Another 2018 systematic review and meta-analysis found that even workplace-based mindfulness meditation programs lower stress hormone cortisol and increase measures of heart rate variability, which is a marker of physical health.
In a 2017 Scientific Statement From the American Heart Association, it even says that «…considering the generally low costs and risks associated with meditation, meditation may be considered as a reasonable adjunct to guideline‐directed cardiovascular risk reduction...»
Meditation might have beneficial effects on immune system
Several studies found positive effects of meditation for our immune system health. A 2018 meta-analysis reports that workplace mindfulness-based interventions, such as meditation, are associated with a better response to vaccines, meaning that people who meditate might be better protected after vaccination against pathogens. Moreover, the authors find reduced concentrations of inflammation markers in the mindfulness meditation group, suggesting reduced inflammation level. Another 2014 meta-analysis also found that mind-body therapies reduce markers of inflammation. Importantly, all of these studies are rather small and with varying results. Bigger, better quality and better controlled studies are needed.
Meditation reduces the risk of multiple diseases
As discussed above, chronic activation of the fight-flight-freeze system damages our cells and increases the risk of multiple diseases, including cardiovascular and mental disorders. Accordingly, reduced activation of fight-flight-freeze and increased levels of rest-and-digest, as in the case of meditation, should lower our chances of various disorders.
A recent 2020 study published in The American Journal of Cardiology showed that those who practice meditation have lower risk of cardiovascular diseases, such as hypercholesterolemia (having very high levels of low-density lipoprotein cholesterol in their blood, which is known as "bad" cholesterol because it can build up in the walls of the arteries, making them hard and narrow), stroke and diabetes, even after adjusting for age, gender, body mass index, race, marital status, cigarette smoking, sleeping duration, and depression.
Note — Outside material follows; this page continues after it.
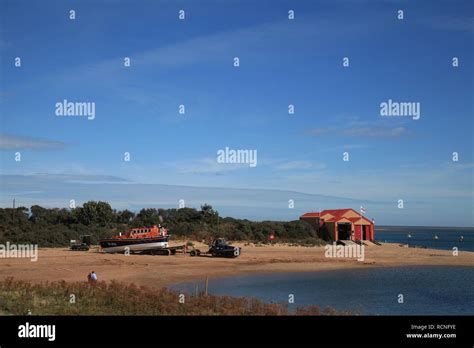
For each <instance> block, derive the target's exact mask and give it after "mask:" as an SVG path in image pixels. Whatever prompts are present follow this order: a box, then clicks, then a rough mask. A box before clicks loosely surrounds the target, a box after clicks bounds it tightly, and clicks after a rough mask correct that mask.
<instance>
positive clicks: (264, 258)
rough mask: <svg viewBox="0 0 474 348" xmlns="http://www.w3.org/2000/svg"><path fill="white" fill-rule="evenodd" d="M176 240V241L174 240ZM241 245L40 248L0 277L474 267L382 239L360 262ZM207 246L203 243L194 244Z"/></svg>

A 2022 meta-analysis concluded that meditation seems to produce significant small-to-moderate reductions of the levels of anxiety, stress (including post-traumatic), and general psychopathology, as well as small but also significant improvements in depression and mental health-related quality of life. Other studies support these findings and show that meditation reduces anxiety and risk of depression. Finally, a 2019 study reported that expert meditators have more preserved brain structures than age-matched non-meditators and that meditation practice may promote healthy aging and delay the onset of dementia.
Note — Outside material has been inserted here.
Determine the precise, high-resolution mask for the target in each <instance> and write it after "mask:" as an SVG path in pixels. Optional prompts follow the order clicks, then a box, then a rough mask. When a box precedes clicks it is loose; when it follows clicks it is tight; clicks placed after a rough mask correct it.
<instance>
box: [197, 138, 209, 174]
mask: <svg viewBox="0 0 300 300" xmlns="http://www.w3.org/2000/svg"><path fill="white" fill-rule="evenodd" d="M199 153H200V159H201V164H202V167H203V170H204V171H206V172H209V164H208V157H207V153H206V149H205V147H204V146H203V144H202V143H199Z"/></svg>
In this article, we addressed how meditation affects the balance between the two branches of our nervous system: fight-flight-freeze and rest-and-digest. Even though short-term activation of the fight-flight-freeze is vital for our survival, chronically active stress response wreaks havoc on our health. Research clearly shows that meditation reduces the overactivation of the fight-flight-freeze branch of our nervous system and turns up the volume of rest-and-digest which subsequently improves our health and reduces the risk of multiple disorders.